Aku memasuki rumah kaca yang ditumbuhi pohon beringin ditengahnya. Aku duduk diakar besar pohon itu dan bersender di batang pohon. Kepalaku dipenuhi pertanyaan-pertanyaan yang belum terjawab sejak jaman dinosaurus beranak.

Satu, pertanyaan yang terpenting dari semua yang ada sekaligus paling simpel. 'Dimana ini?'

Simpelkan? Tapi sampai saat ini, belum terjawab. Yang aku tahu tentang tempat ini bukan di dunia nyata.
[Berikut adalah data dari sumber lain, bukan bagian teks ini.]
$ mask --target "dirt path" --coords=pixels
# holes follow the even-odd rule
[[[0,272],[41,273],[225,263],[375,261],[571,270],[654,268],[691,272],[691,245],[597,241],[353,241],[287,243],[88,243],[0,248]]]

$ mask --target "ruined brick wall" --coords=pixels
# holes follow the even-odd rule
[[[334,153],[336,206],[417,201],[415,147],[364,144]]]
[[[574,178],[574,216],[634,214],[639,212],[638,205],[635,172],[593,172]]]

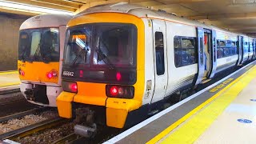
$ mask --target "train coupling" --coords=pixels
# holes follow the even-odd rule
[[[97,131],[95,111],[89,107],[83,107],[76,109],[75,113],[74,134],[86,138],[94,138]]]
[[[74,126],[74,134],[85,138],[94,138],[96,134],[97,125],[94,123],[92,126],[75,125]]]

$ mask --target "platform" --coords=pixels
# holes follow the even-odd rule
[[[0,89],[15,87],[20,84],[18,71],[0,72]]]
[[[255,143],[255,64],[105,143]]]

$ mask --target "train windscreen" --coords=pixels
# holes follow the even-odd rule
[[[67,35],[65,64],[135,66],[137,28],[132,24],[88,24],[70,29]]]
[[[19,35],[18,60],[59,61],[59,34],[57,28],[22,30]]]

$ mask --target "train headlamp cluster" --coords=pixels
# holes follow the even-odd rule
[[[106,85],[106,93],[107,97],[133,98],[134,97],[134,87],[132,86]]]
[[[25,72],[22,69],[18,69],[18,74],[22,76],[25,76]]]
[[[62,82],[62,87],[64,91],[70,93],[78,93],[78,85],[74,82]]]
[[[55,78],[58,77],[58,71],[55,70],[52,70],[50,72],[46,73],[46,77],[50,79],[50,78]]]

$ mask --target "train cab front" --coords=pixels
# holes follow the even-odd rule
[[[64,91],[57,98],[61,117],[90,128],[126,125],[129,114],[142,106],[143,30],[141,19],[118,13],[86,14],[69,22]]]
[[[31,103],[56,106],[56,98],[62,91],[58,35],[58,28],[20,31],[18,61],[20,90]]]

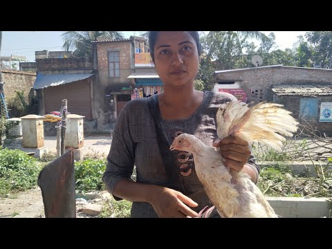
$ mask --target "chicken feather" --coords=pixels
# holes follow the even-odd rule
[[[298,124],[282,107],[266,102],[252,107],[241,102],[223,104],[216,116],[218,137],[239,136],[248,143],[260,142],[280,151],[284,136],[292,136]],[[249,176],[225,167],[224,159],[214,147],[183,133],[174,139],[170,149],[193,154],[197,176],[221,216],[277,217]]]

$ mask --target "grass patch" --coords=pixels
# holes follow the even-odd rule
[[[42,167],[34,157],[19,149],[0,149],[0,196],[37,185]]]

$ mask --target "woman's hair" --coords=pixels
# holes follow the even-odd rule
[[[154,48],[156,44],[156,40],[157,39],[158,33],[160,31],[149,31],[149,47],[150,48],[150,54],[152,57],[152,60],[154,62]],[[201,55],[201,46],[199,43],[199,31],[187,31],[190,35],[194,38],[197,46],[197,51],[199,52],[199,56]]]

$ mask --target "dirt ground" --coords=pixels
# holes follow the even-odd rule
[[[42,199],[39,187],[12,194],[8,198],[0,198],[0,218],[12,218],[29,208],[37,201]]]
Maksudku, ayolah, mana ada katak merayap warna pink didunia nyata kan?

Katak merayap warna pink masih mending. Ada yang lebih parah. Ulat dan cacing terbang warna hijau sayap biru. Dan kalo terbangnya selalu bareng-bareng. jumlahnya ribuan. Ngeri nggak lo kalo mereka terbang diatas lo? kalo tiba-tiba jatuh gimana?

Bayanginnya aja udah merinding.

Dua, kenapa aku bisa ada disini?

Tiga, gimana keadaan di dunia nyata?

Empat, gimana keadaan'ku' di dunia nyata?
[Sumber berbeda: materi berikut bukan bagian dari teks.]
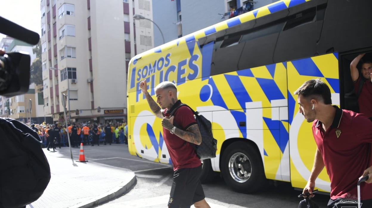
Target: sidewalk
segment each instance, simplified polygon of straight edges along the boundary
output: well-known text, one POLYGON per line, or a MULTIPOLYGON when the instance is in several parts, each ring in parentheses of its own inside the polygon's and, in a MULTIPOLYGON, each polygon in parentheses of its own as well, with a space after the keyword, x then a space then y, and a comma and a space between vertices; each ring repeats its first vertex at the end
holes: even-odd
POLYGON ((118 196, 135 182, 134 173, 94 162, 80 163, 44 149, 50 166, 50 182, 41 196, 28 208, 90 207, 118 196))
Sebenernya masih banyak lagi. Kalo aku sebutin semua, bab ini Cuma keisi sama pertanyaanku. Nggak lucu kan?

Sebenernya aku pengen disini terus. Enak banget soalnya. Tapi disisi lain, aku pengen banget kembali ke duniaku. Dunia nyata maksudnya.

Tapi nggak apa lah, disini dulu. Sekalian cuci mata gitu. Tapi sepi juga sih, nggak ada yang bisa diajak omong.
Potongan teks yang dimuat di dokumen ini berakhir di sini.